We have a team of 8 full time staff including myself, our Director Daniel Brine http://www.performancespace.com.au/us/staff/, my co-associate director Jeff Khan our Indigenous Producer Alison Murphy-Oates and a project officer on the curatorial side of the office. Our approach to programming has shifted in the last twelve months in response to the changes that the organization has faced over the last four years. Daniel, Jeff, Alison and I – with the input of our support staff who are also artists and producers –shape our program collaboratively across all artforms rather than individuals assuming responsibility for a specific artform area.

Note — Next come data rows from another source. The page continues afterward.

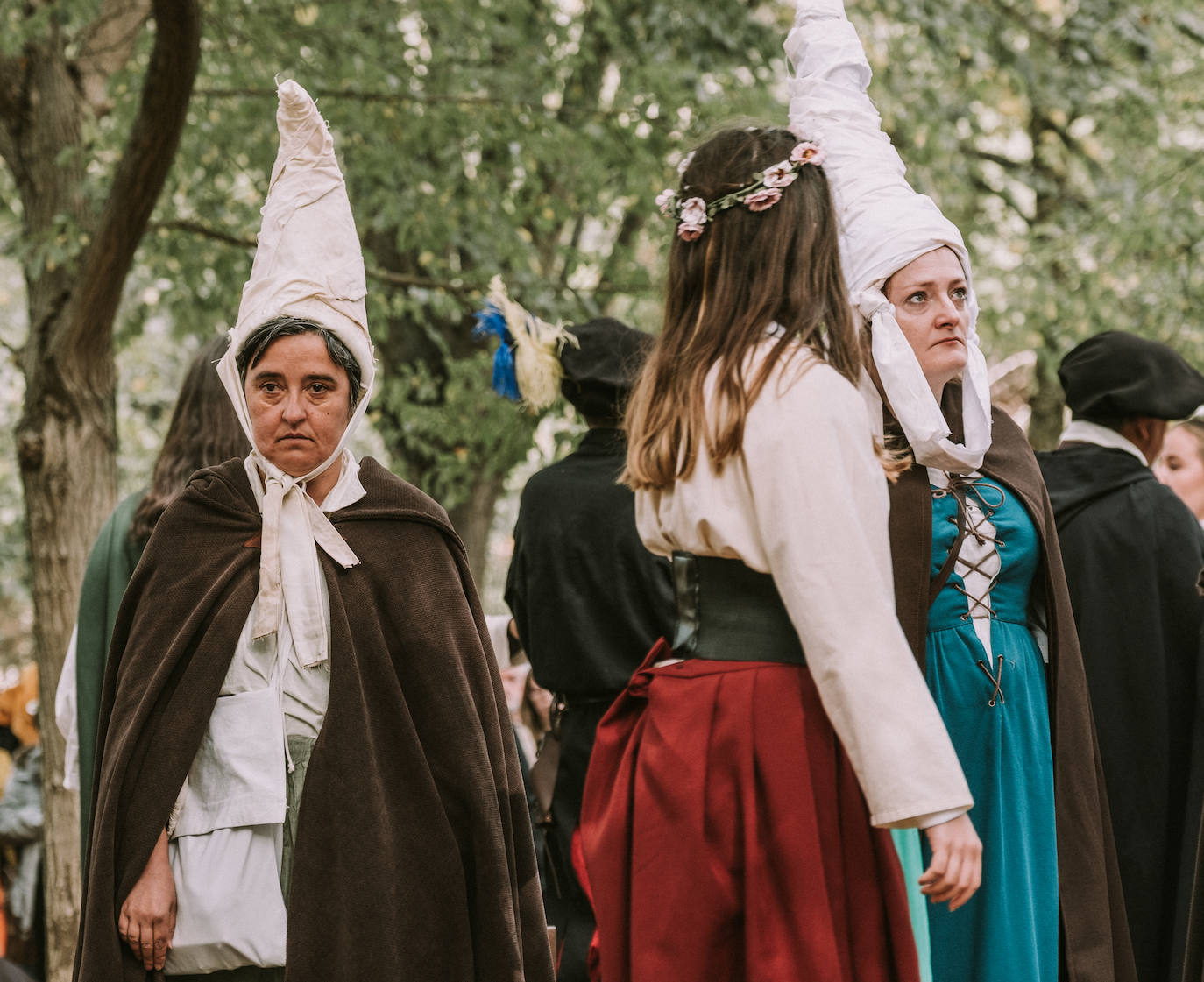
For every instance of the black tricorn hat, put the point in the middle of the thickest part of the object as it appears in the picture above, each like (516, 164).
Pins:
(1116, 374)
(601, 370)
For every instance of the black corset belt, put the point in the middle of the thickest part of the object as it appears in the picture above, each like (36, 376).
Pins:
(727, 611)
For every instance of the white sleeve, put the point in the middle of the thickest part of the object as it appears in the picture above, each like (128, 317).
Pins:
(67, 717)
(820, 505)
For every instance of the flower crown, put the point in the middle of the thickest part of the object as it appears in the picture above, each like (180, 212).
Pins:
(694, 213)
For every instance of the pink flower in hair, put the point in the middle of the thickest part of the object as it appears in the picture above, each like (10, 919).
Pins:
(781, 174)
(694, 212)
(762, 200)
(807, 153)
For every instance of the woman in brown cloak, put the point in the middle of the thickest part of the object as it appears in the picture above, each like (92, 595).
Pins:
(306, 768)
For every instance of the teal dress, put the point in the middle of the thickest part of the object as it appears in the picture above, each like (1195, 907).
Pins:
(988, 679)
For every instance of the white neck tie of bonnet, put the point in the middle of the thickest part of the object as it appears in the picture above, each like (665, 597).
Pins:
(884, 226)
(308, 265)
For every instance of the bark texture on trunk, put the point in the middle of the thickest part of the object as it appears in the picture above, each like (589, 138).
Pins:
(67, 437)
(472, 521)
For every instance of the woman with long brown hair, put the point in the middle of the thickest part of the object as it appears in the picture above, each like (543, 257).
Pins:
(738, 799)
(203, 431)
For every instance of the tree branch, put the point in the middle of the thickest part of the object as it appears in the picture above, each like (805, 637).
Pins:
(205, 231)
(390, 277)
(1007, 163)
(138, 180)
(106, 46)
(379, 96)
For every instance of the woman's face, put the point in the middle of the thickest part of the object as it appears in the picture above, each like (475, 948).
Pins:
(1181, 469)
(930, 298)
(299, 403)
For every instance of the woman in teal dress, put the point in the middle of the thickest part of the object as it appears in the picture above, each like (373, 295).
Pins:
(969, 486)
(988, 679)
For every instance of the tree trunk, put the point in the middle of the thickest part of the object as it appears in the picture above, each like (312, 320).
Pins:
(67, 451)
(472, 520)
(1045, 425)
(67, 438)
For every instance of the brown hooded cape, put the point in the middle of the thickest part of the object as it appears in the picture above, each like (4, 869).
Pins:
(1094, 943)
(413, 853)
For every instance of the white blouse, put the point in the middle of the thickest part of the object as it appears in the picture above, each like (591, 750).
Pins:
(805, 501)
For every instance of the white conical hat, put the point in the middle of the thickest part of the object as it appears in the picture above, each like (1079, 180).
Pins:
(308, 265)
(884, 225)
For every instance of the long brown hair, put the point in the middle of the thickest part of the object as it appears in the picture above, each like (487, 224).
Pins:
(747, 271)
(203, 431)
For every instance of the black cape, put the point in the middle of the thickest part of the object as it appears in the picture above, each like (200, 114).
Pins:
(589, 602)
(413, 855)
(1133, 554)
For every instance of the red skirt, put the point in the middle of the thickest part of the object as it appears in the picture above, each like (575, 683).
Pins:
(725, 837)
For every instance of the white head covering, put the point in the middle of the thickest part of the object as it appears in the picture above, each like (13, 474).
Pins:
(884, 225)
(308, 265)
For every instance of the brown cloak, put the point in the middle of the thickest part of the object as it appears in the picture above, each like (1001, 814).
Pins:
(413, 855)
(1094, 931)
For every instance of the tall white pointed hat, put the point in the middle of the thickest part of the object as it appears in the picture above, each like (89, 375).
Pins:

The transition that we have made over the last few years in the new venue has helped us to redefine the organisation so that it is – in terms of organisational resiliency – able to always deal with change and yet remain intrinsically connected to its artistic policy and its values. The move to CarriageWorks, to a venue that is not our own to autonomously work in, has been instrumental in driving Performance Space back to the vital, energetic impetus for its establishment in the first place back in the early 80s – which was to support new forms, to find new contexts for work, to take risks with artists and engage dynamically with audiences. We may have dematerialized in terms of our visibility at a fixed place and in our role as a venue, but it also means that our program is not tied a single building. This is an exciting situation for us as curators and producers.

I've been showing you images from a selection of Performance Space projects since 2007, after we moved in to the CarriageWorks. As a venue, the CarriageWorks is historically and culturally a very rich space, and many of our artists have made research and site-based work, engaging with its threads of history, as you may be able to see from some of the slides.

Bec Dean
David Cross, Hold 2011.
Photo: Alex Davies
Bec Dean
Patrick Ronald & Shannon McDonell Habits and Habitat (2010)
Photo: Patrick Ronald
Bec Dean
Wade Marynowsky The Hosts: A Masquerade of Improvising Automatons (2009)
Photo: Garth Knight

Bec Dean
pvi collective Reform (2008)
Photo: Heidrun Löhr
Bec Dean
Jonathan Jones & Ruark Lewis Homeland Illuminations (2007)
Photo: Heidrun Löhr

To give you an idea of some projects we are working on for next year, Jeff Khan and I are co-curating with Sydney artist Deborah Kelly, a major Australian survey exhibition called SEXES, which looks at contemporary Australian art and Australian culture through the frame of Sex and Gender – and extends upon feminist discourses. Our offsite program next year is called Halls for Hire, and it extends the kind of work that we have been doing across Sydney with our WALK program, but in this case the program utilises community venues such as town halls, ice skating rinks, sports clubs, disused cinemas and theatre spaces. So again, I would like to thank BankART for inviting us, because it also gives me the opportunity to see how projects such as Shin-Minatomura and the Koganecho Bazaar operate and work with artists in alternative spaces outside of the gallery or theatre.